On the other hand, end-August remittances from Europe and the Middle East dropped by 16.1 percent and 13.2 percent year-on-year, respectively, the World Bank noted.
Europe and the Middle East comprised 13.2 percent and 19.8 percent, respectively, of last year’s total remittances.
“This likely reflects the absence of formal safety nets available to migrant workers in many host-countries in the face of the pandemic and the large repatriation of Filipino workers,” the Washington-based multilateral lender said.

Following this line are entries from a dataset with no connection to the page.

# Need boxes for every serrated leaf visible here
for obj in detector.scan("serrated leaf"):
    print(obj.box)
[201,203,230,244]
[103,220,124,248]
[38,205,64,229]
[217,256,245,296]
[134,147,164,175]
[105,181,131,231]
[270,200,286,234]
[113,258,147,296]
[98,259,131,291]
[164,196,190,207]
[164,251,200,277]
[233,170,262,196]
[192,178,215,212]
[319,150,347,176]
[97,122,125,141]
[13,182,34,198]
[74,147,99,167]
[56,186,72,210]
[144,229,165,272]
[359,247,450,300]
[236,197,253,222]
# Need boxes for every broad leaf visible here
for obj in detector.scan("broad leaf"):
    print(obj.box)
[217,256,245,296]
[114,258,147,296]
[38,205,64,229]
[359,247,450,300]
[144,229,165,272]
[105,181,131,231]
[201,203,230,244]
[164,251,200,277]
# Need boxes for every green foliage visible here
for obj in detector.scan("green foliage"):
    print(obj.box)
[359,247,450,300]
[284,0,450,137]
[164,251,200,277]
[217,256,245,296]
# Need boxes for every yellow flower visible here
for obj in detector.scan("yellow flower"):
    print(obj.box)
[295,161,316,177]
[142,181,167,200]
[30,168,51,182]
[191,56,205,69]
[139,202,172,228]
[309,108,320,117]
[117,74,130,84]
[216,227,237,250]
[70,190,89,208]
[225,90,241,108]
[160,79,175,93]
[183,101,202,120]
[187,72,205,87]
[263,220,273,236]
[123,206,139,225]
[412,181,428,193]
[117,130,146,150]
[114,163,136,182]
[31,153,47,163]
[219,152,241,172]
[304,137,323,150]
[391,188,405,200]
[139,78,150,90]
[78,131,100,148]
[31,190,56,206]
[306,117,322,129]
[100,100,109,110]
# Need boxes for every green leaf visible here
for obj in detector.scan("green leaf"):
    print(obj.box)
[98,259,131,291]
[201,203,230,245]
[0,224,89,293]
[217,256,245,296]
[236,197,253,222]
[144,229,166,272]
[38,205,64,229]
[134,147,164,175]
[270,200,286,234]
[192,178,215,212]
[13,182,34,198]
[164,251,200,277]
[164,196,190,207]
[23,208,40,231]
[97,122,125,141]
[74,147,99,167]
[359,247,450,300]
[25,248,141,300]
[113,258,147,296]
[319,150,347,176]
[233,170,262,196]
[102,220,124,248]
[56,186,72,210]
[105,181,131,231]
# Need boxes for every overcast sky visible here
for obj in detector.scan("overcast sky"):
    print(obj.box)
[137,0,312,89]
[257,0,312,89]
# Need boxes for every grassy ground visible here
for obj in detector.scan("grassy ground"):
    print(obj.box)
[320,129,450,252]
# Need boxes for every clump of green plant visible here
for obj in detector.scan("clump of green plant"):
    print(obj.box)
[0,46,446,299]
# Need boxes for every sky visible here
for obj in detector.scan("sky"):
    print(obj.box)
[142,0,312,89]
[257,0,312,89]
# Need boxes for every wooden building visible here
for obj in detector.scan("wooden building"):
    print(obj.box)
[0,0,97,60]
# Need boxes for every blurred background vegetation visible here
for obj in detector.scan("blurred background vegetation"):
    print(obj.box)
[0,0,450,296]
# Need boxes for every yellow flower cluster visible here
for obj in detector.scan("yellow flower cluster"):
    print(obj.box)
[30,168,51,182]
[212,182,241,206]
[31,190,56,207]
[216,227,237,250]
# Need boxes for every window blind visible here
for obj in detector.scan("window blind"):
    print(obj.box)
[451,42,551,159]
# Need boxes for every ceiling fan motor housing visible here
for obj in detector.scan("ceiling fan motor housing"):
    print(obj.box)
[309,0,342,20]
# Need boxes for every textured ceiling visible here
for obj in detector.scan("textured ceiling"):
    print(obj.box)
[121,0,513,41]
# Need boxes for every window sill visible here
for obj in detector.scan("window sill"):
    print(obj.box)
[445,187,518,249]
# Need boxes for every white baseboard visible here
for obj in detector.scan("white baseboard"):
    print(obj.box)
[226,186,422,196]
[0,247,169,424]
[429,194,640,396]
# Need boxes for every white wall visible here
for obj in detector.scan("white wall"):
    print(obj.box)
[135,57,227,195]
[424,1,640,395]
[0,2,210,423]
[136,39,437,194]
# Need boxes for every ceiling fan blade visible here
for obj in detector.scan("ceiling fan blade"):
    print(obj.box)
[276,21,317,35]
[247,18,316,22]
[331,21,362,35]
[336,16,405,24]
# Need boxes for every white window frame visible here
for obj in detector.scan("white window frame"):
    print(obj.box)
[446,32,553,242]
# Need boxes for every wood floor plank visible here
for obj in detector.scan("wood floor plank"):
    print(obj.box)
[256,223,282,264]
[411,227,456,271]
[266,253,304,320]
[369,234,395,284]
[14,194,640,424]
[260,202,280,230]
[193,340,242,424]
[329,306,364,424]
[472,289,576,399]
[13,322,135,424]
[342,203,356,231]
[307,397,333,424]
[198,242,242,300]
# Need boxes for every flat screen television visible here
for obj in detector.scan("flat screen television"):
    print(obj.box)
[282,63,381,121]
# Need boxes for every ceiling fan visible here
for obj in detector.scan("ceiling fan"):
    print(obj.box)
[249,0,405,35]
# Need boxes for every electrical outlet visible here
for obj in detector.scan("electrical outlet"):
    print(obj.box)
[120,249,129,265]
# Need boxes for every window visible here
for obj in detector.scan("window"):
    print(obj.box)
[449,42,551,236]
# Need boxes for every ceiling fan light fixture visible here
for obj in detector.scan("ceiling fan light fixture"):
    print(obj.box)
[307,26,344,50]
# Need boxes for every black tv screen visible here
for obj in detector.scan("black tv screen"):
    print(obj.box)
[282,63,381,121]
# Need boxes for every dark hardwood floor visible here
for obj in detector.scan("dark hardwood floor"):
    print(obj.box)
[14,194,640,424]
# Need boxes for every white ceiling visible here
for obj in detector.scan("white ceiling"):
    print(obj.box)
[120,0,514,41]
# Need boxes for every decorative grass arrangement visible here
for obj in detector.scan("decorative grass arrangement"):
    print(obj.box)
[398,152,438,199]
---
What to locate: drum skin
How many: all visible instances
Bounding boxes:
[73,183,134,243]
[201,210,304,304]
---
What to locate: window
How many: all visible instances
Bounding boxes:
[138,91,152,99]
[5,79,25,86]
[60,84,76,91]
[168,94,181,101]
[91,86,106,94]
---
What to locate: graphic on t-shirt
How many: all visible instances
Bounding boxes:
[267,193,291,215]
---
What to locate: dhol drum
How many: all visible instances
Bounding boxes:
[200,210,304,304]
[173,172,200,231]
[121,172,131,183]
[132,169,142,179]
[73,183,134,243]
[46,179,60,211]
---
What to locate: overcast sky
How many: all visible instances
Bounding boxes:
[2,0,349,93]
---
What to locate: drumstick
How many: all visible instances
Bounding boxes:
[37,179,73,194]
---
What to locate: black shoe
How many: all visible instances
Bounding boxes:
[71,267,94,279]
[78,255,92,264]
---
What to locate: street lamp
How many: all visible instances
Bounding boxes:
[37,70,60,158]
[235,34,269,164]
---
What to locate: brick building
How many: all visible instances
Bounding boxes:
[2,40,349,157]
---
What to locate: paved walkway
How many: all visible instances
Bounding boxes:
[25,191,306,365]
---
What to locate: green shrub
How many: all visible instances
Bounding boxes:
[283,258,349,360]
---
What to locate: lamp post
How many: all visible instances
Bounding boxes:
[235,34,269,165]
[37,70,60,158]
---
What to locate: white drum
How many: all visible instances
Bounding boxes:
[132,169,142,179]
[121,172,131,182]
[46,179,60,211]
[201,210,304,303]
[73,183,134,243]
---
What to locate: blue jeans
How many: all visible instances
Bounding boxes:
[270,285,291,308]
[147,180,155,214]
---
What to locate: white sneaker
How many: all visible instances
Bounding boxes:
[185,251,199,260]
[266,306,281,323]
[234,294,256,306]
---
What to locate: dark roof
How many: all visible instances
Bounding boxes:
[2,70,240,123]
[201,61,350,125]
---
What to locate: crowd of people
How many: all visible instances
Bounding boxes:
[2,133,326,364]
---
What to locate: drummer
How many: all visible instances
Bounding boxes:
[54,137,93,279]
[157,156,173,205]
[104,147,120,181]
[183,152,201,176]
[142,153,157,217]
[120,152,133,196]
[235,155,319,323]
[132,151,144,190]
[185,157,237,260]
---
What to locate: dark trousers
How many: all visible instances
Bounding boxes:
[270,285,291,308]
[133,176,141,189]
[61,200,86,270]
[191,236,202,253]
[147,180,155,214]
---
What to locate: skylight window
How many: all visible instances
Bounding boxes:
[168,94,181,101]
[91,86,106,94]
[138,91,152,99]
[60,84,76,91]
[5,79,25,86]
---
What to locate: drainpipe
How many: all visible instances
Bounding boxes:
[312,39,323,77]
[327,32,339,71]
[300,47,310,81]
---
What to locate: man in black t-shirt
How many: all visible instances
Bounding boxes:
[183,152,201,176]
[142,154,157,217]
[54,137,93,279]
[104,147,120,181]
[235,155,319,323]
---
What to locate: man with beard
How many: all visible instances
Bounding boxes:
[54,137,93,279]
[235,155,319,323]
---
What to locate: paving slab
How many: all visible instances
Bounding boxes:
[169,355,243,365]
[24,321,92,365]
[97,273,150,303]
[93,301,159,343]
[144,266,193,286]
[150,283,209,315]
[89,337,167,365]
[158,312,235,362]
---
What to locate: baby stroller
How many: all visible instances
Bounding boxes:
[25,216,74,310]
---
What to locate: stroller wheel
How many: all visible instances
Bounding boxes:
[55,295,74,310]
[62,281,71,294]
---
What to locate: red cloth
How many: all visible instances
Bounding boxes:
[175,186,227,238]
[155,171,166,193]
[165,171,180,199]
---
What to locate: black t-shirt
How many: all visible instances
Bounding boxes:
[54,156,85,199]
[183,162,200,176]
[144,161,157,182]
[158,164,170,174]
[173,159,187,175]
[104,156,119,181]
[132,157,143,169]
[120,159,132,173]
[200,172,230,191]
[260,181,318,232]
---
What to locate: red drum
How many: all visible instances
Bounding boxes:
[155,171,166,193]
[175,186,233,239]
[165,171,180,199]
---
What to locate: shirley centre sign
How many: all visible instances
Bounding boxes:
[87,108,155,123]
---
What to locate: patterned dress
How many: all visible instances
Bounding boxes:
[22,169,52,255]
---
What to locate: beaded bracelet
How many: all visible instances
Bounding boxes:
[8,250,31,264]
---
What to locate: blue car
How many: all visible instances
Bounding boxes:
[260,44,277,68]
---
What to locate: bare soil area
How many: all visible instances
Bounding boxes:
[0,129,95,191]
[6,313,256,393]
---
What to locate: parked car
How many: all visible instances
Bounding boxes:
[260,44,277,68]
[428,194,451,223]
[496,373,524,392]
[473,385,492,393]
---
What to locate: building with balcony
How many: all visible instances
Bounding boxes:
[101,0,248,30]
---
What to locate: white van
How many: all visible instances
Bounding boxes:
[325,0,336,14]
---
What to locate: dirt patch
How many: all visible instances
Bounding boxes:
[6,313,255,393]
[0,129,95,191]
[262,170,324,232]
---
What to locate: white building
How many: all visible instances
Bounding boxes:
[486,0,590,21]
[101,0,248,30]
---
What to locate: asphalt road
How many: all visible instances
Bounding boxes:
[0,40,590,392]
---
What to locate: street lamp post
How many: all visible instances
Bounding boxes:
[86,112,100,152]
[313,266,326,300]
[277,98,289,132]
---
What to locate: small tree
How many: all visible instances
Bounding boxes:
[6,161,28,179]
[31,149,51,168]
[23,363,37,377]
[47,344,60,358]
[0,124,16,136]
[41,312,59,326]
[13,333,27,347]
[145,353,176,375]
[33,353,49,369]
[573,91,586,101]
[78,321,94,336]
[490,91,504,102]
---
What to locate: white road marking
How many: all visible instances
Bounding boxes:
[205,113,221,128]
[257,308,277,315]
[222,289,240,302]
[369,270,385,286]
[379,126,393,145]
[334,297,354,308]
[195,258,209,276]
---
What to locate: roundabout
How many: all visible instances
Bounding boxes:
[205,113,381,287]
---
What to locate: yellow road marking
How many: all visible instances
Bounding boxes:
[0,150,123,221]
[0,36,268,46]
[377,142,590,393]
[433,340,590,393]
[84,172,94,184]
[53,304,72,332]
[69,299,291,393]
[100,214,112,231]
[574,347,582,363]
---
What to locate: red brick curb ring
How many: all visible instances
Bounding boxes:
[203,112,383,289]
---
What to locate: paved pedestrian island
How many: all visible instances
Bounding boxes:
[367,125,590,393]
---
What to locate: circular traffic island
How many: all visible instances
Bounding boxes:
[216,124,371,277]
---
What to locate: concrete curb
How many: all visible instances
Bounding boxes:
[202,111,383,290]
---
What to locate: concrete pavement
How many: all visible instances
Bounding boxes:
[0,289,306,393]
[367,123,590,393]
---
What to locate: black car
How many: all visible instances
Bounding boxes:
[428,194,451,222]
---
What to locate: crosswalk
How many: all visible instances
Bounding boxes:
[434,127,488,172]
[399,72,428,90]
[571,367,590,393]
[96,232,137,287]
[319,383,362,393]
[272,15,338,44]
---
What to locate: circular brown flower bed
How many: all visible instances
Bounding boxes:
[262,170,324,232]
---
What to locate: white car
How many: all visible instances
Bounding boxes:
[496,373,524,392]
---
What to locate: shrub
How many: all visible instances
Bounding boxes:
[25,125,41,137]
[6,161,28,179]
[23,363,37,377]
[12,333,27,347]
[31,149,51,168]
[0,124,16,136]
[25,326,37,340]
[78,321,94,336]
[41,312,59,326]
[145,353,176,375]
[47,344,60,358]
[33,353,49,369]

Citing data from the Philippine Overseas Labor Office, the World Bank said more than 230,000 overseas Filipino workers (OFWs) returned home as of early this month, equivalent to about half of OFWs who had been laid off from work.
The repatriated OFWs so far accounted for over a tenth of the estimated 2.2 million migrant workers in September last year, while 22 percent who were mostly living in Europe decided to stay there instead of coming back to the Philippines, the World Bank said.
“According to the country’s Department of Foreign Affairs, as of Oct. 7, 10,849 OFWs had tested positive, of which 6,905 had recovered and 800 had died,” the World Bank added.
Amid the pandemic, the World Bank said the average cost of sending remittances to East Asia and the Pacific region climbed by 7.05 percent during the third quarter, faster than the 6.96-percent increase recorded in the second quarter.
Filipinos sending money home nonetheless enjoyed one of the lowest remittance fees in the region, especially those who remitted to the Philippines from Singapore, Kuwait, the United Arab Emirates and Spain.
To resume overseas employment, the World Bank said the Philippines was keenly looking into alternative labor markets for Filipino workers such as China and Eastern Europe.
Also, the World Bank noted that the Philippine government was offering free retraining programs for select jobs such as call-center agents, teachers and contract tracers, while migrant worker groups are lobbying for major construction projects that could help employ some of the repatriated workers.